We need a new and larger national service program.
So where do we start? To break down cultural barriers and build a unified nation where we all feel like we belong, we will need to do something that sounds almost impossible these days. We will need to get to know one another.
Just as we must steward the land we love and depend upon, we must also steward the nation we’ve chosen to build together.
In a way, national parks are the cultural bridge between the two sides of our political canyon. Both sides (generally speaking) seem to like national parks and what they bring to our nation. Both sides benefit from them economically, environmentally, culturally, and/or recreationally.

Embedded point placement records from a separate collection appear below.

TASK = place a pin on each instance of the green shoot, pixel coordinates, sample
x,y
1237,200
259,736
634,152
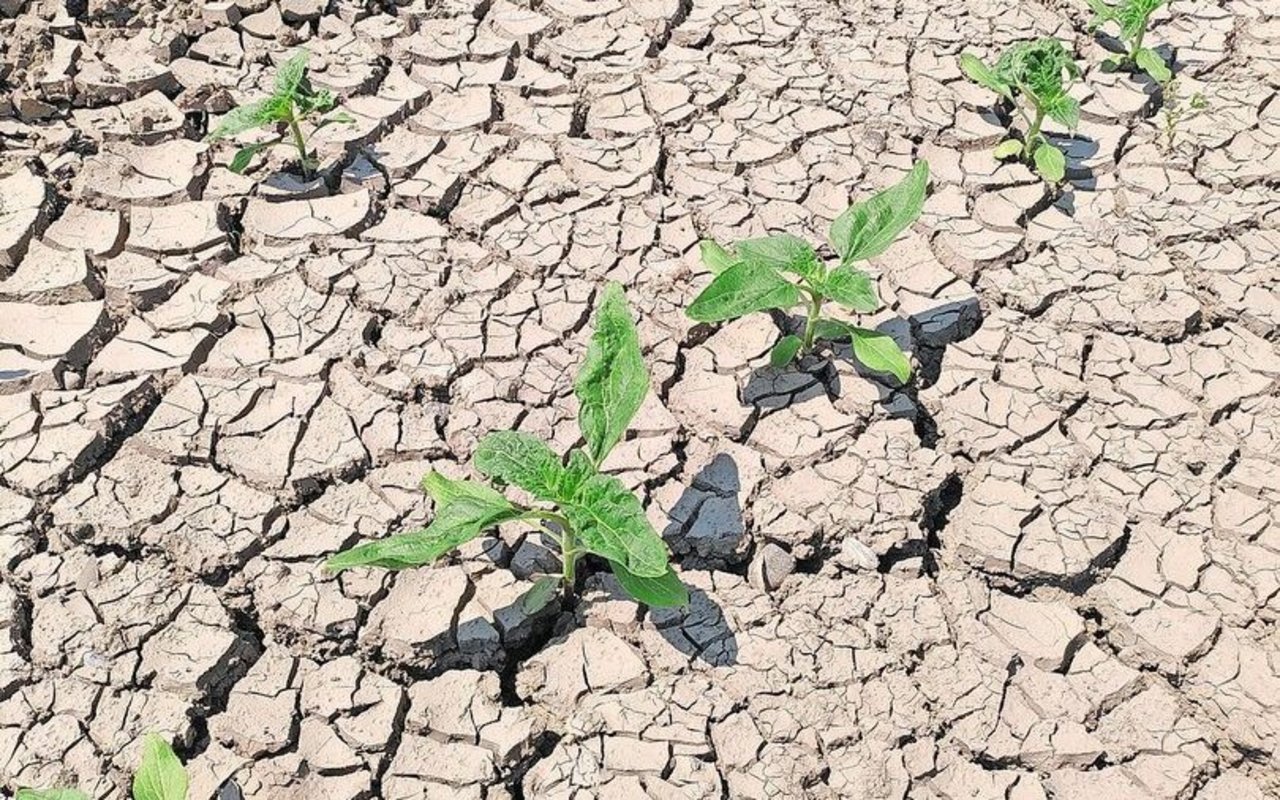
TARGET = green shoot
x,y
1133,16
581,508
160,776
293,104
1034,77
784,272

America’s national park sites exist in both rural and urban areas. While many of the larger sites designated “national parks” are often in rural areas out West, there are also hundreds of smaller national park units across America including in cities, like the twelve national park units in New York City.
There are iconic national landmarks of nature and of history throughout our cities and our rural areas, and we as Americans share ownership of and responsibility for them all. Many of these publicly protected spaces are now understaffed and underfunded. Can we come together to protect our beloved national parks?
We can if we bring back some version of the CCC that built them in the first place.
As I know from years of being a national park ranger, service on America’s public lands is a great way to introduce different kinds of people to one another. We can bring young people from across the nation out of their cities and rural areas, drop them somewhere new, and unite them around a common goal–that of caring for public lands.
We can ask our young people to give a summer or semester or year of service to their nation. Send them to America’s national parks, forests, and other public lands. Have them clear a trail of brush or pick up trash in an urban park. Teach them valuable skills of service, leadership, and community-building. Foster in them a love of their nation’s shared spaces and a greater understanding of the people they will be sharing a nation with.
As of this writing, America is most likely entering a recession (and to many of us it feels as though we are already in one). We are also in a cultural crisis that is leaving us divided, lonely, and angry.
Moving forward, as we reframe our fractured democracy and regrow our economy, one spoke of the wheel of progress must be dedicated to renewing our trust in one another.
Just as we must steward the land we love and depend upon, we must also steward the nation we’ve chosen to build together. A democratic republic and publicly protected lands are not eternal institutions unless we make them that way. Every generation must choose them anew if they are to survive. We need to take bold action to maintain them both.
Let’s create a national service program that would help generations of Americans build a nation of belonging, rooted in the public lands that belong to us all.